Re: Someone explain to me...
There are 435 Representatives in Washington, each representing a certain chunk of the country. Each one gets directly elected by those constituents, and it's an election year, meaning ALL of them need to stump for their votes. Meanwhile, each district has their varying concerns on which their elections will pivot, so these Representatives ask their more influential friends to help. The basic formula went, "I'll help you get this done if you vote for the greater bill that enables everything."

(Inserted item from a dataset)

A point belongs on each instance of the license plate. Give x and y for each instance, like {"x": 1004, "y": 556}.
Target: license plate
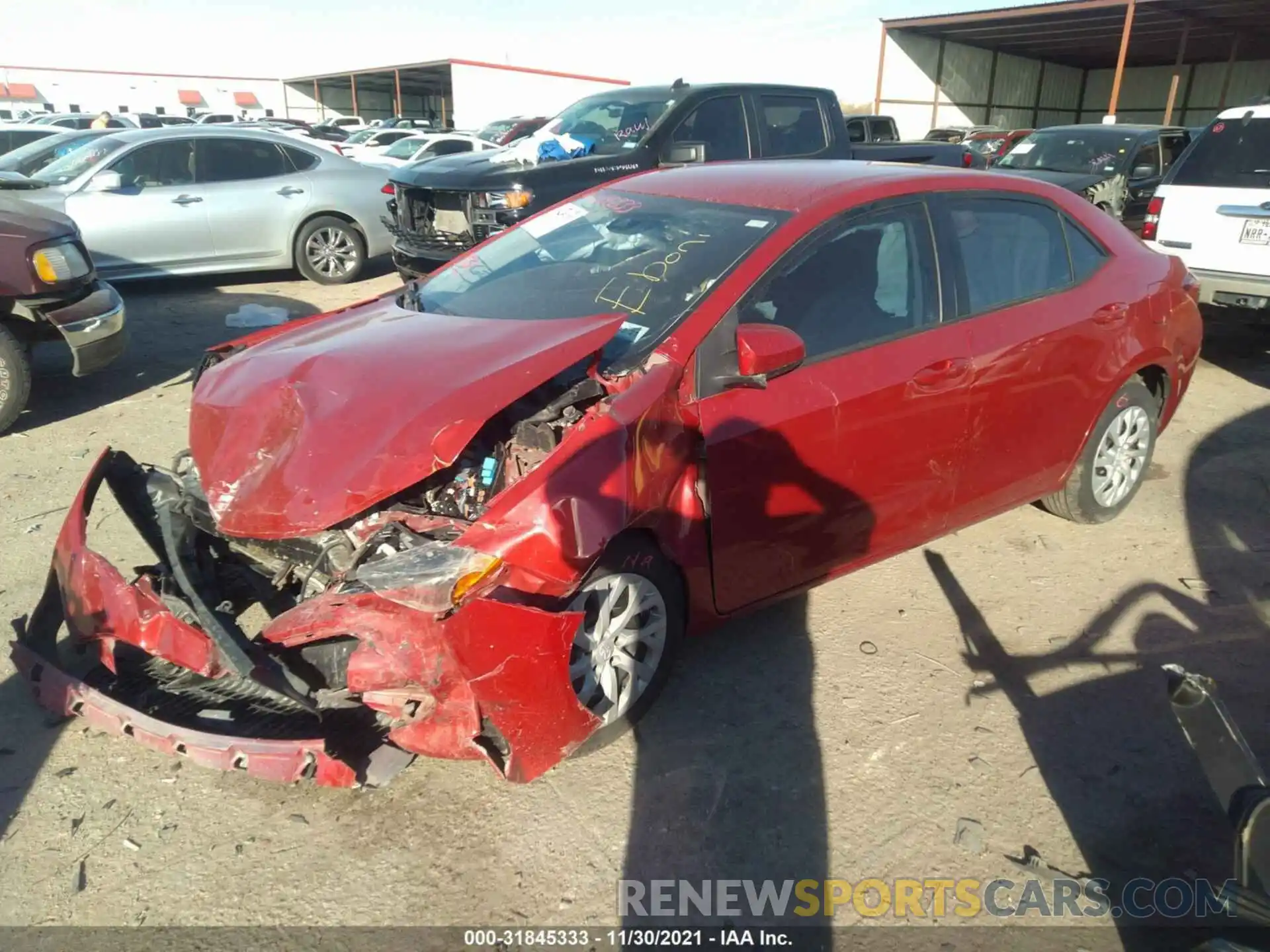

The House tried to establish rules limiting this practice since other voters noted it to be an element of corruption, but they found it to be a necessary evil. Those lesser representatives had no motivation to vote for controversial bills otherwise, putting important bills in jeopardy and lowering Congress's approval rating as a whole due to a climate of nothing happening because of the lack of corruption (of course, this never influences the local elections much--there it's always Somebody Else's Problem).
You see, that's the thing about governing by committee like this. Each member has its own motivations and rarely do they honestly come together when the motion to be passed is a "necessary evil" one (structurally necessary but very unpopular--tax reforms, for example). About the only time they come together is when some kind of crisis (like 9/11) hits. 200+ years of experience seems to indicate this is just basic human condition at work. It's not something that can be easily solved which is why corruption tends to show up in ANY form of human government imaginable.